Among the many stress conditions, nitrogen starvation is the most effective means of triggering oil accumulation in algae [7]. However, this approach is not ideal because i) nitrogen depletion reduces photosynthesis and thus the overall production of biomass and ii) at the industrial level, nitrogen removal is energy intensive, time-consuming, and costly [8]. Thus, it would be beneficial to identify methods of inducing oil accumulation in cells that do not involve nitrogen starvation and that can be used to culture many different algae [2].

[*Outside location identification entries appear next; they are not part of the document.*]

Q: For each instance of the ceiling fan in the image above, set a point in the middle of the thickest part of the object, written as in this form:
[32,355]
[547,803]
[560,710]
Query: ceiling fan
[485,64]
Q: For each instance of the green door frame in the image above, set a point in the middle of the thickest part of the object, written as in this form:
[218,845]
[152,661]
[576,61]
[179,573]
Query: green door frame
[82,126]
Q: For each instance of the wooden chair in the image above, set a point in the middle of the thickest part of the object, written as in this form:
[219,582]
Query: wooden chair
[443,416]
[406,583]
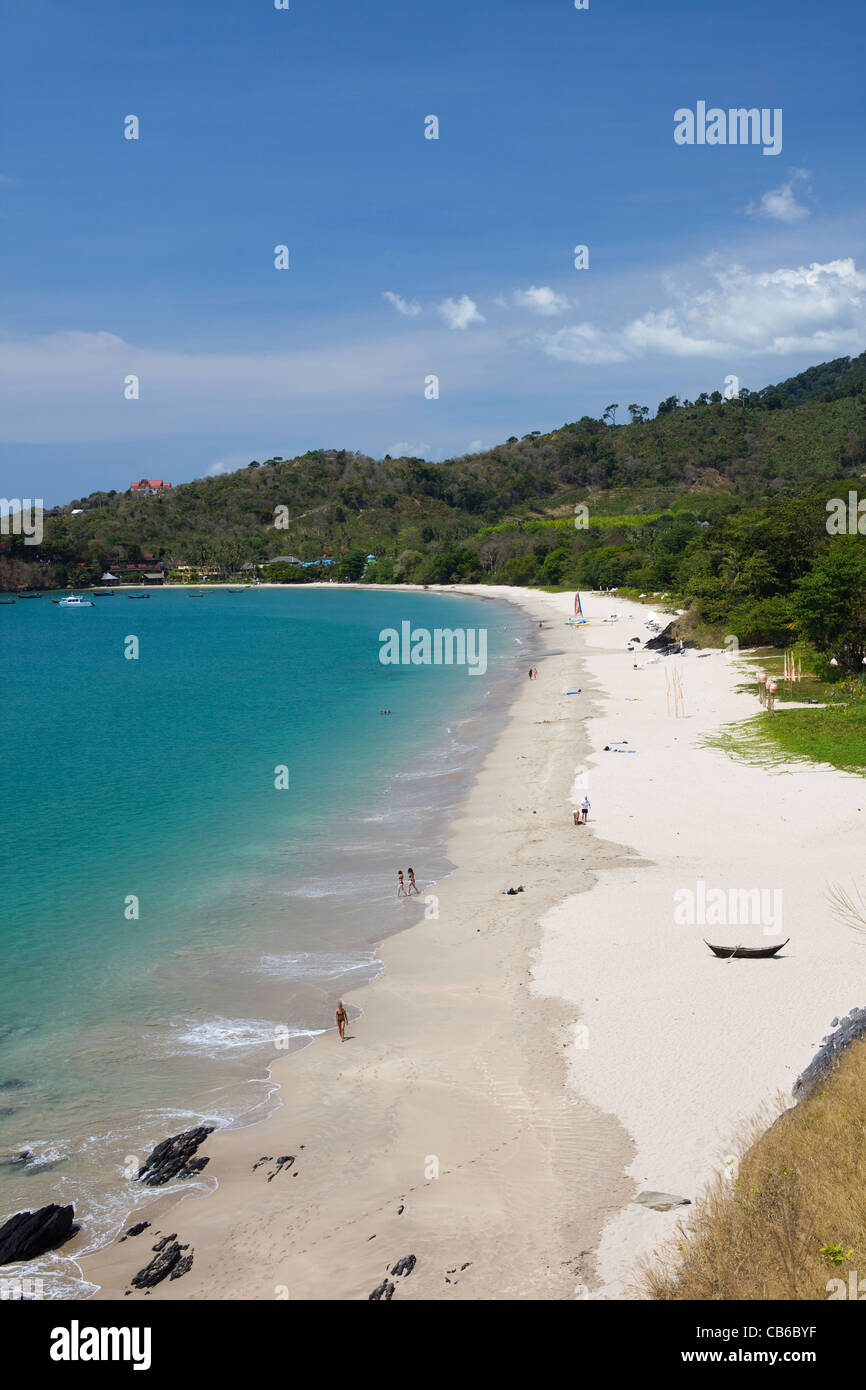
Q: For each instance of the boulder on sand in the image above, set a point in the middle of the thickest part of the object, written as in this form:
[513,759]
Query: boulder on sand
[28,1235]
[174,1157]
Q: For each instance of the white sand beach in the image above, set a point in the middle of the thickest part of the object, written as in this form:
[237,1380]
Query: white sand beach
[527,1065]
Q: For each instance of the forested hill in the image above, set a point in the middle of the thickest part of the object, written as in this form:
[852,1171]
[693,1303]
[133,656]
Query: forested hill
[719,501]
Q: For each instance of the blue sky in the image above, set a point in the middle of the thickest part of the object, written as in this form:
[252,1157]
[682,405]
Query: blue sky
[306,127]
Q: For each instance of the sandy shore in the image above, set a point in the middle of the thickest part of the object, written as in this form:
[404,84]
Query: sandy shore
[455,1068]
[527,1065]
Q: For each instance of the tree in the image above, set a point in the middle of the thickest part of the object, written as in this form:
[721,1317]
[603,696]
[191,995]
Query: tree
[829,603]
[352,565]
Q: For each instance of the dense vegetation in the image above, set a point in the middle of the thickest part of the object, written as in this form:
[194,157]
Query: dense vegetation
[722,503]
[791,1219]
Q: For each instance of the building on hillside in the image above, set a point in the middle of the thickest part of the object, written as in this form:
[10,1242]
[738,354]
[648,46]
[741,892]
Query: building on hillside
[148,487]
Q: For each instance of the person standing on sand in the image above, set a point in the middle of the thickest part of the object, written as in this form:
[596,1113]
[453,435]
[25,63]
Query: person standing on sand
[341,1018]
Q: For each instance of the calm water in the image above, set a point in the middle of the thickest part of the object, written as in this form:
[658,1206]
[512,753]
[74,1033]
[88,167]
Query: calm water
[154,780]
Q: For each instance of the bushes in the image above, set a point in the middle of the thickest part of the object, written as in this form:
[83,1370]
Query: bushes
[766,623]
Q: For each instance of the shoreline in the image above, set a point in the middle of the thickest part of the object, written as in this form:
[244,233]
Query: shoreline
[477,1089]
[559,1051]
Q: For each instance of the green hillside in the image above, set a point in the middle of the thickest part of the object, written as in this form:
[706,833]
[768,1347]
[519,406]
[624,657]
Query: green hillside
[720,502]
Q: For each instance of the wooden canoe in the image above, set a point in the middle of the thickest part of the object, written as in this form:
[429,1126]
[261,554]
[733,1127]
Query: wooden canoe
[745,952]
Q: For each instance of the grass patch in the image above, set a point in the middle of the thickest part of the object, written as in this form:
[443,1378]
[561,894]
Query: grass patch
[834,734]
[793,1216]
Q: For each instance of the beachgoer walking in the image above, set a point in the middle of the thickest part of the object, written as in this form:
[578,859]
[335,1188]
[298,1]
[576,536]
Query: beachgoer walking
[341,1018]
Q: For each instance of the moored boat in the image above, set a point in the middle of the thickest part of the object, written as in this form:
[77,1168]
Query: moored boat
[745,952]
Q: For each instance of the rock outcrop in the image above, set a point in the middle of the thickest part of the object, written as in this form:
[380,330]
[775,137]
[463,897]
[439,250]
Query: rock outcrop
[847,1030]
[168,1264]
[28,1235]
[174,1158]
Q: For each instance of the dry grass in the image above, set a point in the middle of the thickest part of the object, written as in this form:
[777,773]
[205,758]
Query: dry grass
[795,1214]
[848,905]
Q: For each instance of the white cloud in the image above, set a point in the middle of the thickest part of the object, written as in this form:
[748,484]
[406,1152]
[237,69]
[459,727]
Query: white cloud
[410,309]
[402,449]
[227,463]
[780,203]
[541,299]
[460,313]
[809,309]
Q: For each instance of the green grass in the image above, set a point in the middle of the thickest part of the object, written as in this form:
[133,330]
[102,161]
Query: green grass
[836,736]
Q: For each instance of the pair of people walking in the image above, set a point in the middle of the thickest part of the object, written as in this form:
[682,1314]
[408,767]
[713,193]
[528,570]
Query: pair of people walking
[406,891]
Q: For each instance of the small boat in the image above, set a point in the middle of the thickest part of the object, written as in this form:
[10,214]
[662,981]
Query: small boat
[745,952]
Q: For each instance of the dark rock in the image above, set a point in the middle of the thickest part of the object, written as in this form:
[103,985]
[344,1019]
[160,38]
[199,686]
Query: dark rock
[182,1266]
[160,1266]
[850,1030]
[174,1157]
[660,1201]
[663,641]
[384,1292]
[28,1235]
[17,1159]
[282,1164]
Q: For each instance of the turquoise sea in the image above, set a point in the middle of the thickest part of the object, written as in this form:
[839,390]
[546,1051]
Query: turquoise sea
[170,919]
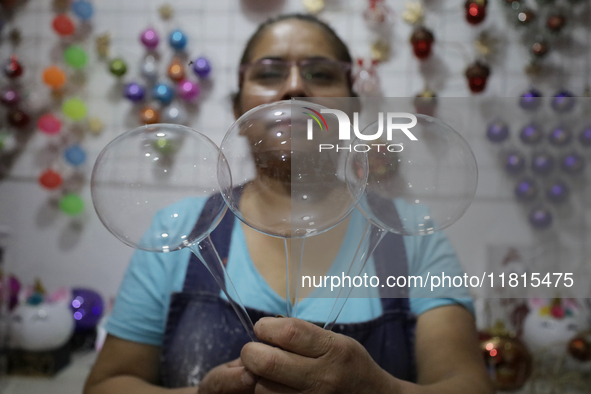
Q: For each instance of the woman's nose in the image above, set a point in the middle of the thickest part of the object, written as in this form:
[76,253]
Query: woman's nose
[293,85]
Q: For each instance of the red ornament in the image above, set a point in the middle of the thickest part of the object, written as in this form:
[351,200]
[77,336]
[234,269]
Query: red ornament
[475,11]
[422,39]
[18,118]
[580,348]
[12,68]
[555,23]
[508,361]
[50,179]
[477,75]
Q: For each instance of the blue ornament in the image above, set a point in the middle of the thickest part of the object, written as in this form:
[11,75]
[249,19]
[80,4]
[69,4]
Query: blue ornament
[177,40]
[531,134]
[540,218]
[572,164]
[514,163]
[526,189]
[585,137]
[557,192]
[542,163]
[134,92]
[563,101]
[82,9]
[560,136]
[530,100]
[497,131]
[75,155]
[201,67]
[163,93]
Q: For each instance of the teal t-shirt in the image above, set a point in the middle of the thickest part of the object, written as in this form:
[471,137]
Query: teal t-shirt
[141,307]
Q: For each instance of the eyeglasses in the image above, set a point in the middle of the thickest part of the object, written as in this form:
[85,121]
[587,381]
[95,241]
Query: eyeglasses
[320,74]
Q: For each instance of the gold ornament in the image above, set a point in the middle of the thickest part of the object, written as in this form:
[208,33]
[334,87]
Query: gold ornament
[413,14]
[103,42]
[380,50]
[95,125]
[313,6]
[166,11]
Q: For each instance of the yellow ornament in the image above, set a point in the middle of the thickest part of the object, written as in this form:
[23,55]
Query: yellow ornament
[103,42]
[95,126]
[413,14]
[166,11]
[313,6]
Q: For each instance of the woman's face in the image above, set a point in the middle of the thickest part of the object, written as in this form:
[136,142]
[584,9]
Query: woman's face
[289,40]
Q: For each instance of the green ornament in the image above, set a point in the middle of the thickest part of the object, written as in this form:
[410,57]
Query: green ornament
[71,204]
[74,108]
[118,67]
[75,56]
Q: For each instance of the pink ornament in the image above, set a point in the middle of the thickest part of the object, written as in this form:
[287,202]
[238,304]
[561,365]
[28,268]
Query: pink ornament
[188,90]
[150,38]
[49,124]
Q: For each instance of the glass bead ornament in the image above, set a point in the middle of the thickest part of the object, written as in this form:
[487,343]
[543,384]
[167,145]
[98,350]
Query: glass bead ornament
[540,217]
[477,75]
[572,163]
[542,163]
[202,67]
[63,25]
[134,92]
[475,11]
[118,67]
[497,131]
[150,38]
[563,101]
[530,100]
[531,134]
[13,68]
[50,179]
[526,189]
[557,192]
[177,40]
[163,93]
[75,155]
[422,40]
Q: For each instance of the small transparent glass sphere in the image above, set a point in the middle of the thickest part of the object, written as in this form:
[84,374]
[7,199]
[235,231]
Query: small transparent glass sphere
[281,184]
[149,187]
[423,186]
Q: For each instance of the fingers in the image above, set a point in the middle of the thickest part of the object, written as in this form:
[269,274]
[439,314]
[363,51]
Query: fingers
[278,365]
[295,335]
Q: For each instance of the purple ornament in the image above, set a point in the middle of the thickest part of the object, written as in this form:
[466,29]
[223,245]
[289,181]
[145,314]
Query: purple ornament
[557,192]
[201,67]
[563,101]
[526,189]
[87,308]
[149,38]
[572,164]
[585,137]
[542,163]
[497,131]
[10,97]
[530,100]
[134,92]
[531,134]
[560,136]
[540,218]
[514,163]
[188,90]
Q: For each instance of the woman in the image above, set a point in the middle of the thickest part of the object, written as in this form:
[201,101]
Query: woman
[379,349]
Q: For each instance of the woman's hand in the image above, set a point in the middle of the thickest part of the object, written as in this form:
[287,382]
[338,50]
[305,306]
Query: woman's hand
[229,378]
[309,359]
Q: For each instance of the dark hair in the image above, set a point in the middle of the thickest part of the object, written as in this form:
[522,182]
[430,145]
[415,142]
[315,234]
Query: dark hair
[341,48]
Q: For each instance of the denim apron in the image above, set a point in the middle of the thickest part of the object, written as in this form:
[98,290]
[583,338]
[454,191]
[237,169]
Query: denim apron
[203,331]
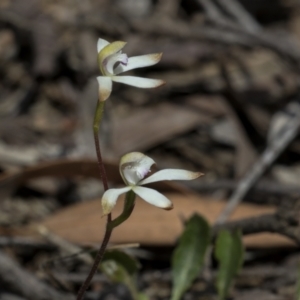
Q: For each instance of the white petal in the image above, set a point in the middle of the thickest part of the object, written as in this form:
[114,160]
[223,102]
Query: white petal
[171,174]
[105,87]
[153,197]
[139,62]
[138,81]
[135,166]
[110,197]
[101,44]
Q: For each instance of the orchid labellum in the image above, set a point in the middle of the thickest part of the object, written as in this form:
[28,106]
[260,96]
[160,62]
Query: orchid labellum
[113,62]
[134,167]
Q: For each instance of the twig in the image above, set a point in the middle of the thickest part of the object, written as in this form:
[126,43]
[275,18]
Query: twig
[239,13]
[285,221]
[267,158]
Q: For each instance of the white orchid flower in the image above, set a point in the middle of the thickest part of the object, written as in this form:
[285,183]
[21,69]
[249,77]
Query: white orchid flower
[134,167]
[113,62]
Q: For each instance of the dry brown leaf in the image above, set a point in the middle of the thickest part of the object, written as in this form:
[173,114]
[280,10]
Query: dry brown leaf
[148,225]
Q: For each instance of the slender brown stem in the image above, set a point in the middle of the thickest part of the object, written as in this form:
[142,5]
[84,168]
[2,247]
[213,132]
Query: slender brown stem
[97,260]
[96,126]
[108,230]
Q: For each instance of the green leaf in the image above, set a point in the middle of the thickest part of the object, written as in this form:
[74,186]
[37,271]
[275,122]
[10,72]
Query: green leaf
[129,263]
[229,252]
[189,255]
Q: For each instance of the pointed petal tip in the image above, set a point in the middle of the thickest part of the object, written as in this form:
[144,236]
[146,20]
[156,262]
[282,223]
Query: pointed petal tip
[169,207]
[196,175]
[155,57]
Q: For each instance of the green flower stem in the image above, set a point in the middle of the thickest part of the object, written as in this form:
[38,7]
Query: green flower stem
[127,210]
[97,120]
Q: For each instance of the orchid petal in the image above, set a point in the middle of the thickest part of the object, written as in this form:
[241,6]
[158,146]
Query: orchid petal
[139,62]
[105,87]
[171,174]
[153,197]
[101,44]
[110,197]
[135,166]
[138,81]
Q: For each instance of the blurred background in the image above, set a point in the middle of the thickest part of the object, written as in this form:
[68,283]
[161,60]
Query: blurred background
[230,109]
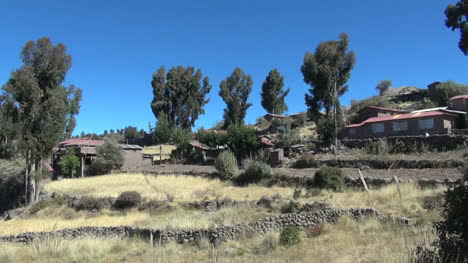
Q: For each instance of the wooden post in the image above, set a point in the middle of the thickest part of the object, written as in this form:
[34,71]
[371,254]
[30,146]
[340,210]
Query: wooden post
[365,186]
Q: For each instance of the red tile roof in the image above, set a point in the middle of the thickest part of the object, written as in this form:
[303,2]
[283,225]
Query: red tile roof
[384,109]
[81,142]
[465,96]
[402,117]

Brefeldin A (BFA) is a drug well-known for its inhibitory effect on vesicular transport from the endoplasmic reticulum (ER) to the Golgi, which causes retrograde transport of vesicles from the Golgi to the ER [9]. BFA thus disrupts trafficking of newly synthesized and modified proteins and membrane lipids (mainly phospholipids and sterols) to their final destinations, causing unfolded protein accumulation and lipid composition changes [10], [11], all of which are symptoms of ER stress. Notably, the ER stress induced by BFA treatment induces neutral lipid accumulation in Saccharomyces cerevisiae, with corresponding increases in the number of cellular LDs [11], [12]. ER stress can be detected in organisms by monitoring the expression levels of ER stress marker genes, including BiP (lumenal binding protein) and SAR1 (secretion associated membrane protein 1).
Here, we report that BFA treatment rapidly induces LD formation in two species of microalgae, Chlamydomonas reinhardtii and Chlorella vulgaris, and that the lipids induced by BFA treatment are mainly TAGs. Our chemical analysis of lipids suggests that this neutral lipid accumulation is due to perturbation of lipid homeostasis at the ER and other extra-plastidial membranes. In support of this explanation, BFA induces the expression of several ER stress marker gene homologs in Chlamydomonas reinhardtii, suggesting that ER stress causes TAG accumulation. Interestingly, the lipid induction by BFA is very fast, and occurs regardless of whether or not nitrogen or acetate is present in the medium, suggesting that the drug induces LD accumulation via a pathway independent of that triggered by nutrient starvation.
Materials and Methods
Cell Culture
The Chlamydomonas reinhardtii strains CC-503 wild type mt+ (cw92) and CC-125 wild type mt+ (137c) were obtained from the Chlamydomonas Genetics Center (USA). Chlamydomonas strains were cultured in Tris acetate phosphate (TAP) medium [12] at 25°C under continuous light with shaking. Chlorella vulgaris cells were obtained from the Biological Resource Center (BRC, Korea) and cultured in BG11 medium [13] under the same conditions as used for Chlamydomonas.
LD Induction by BFA Treatment
Brefeldin A (LC Labs) was dissolved in dimethyl sulfoxide (DMSO) at a concentration of 50 mg mL−1 and stored at −20°C until use. An aliquot of this stock solution was added to cell culture media to obtain working concentrations. The same volume of DMSO was added to solvent control samples.
LD Staining and Observation by Fluorescence Microscopy
LDs in Chlamydomonas and Chlorella cells were stained with Nile red (Sigma) [14]. The cells were incubated with Nile red at a final concentration of 1 µg mL−1 (prepared from a stock solution of 0.1 mg mL−1 in acetone) for 30 min in the dark at room temperature (∼25°C) [7]. Stained cells were then observed under fluorescence microscopy (Nikon, Optihot-2, Japan) using optical filters designed for fluorescein isothiocyanate (FITC) and tetramethyl rhodamine iso-thiocyanate (TRITC).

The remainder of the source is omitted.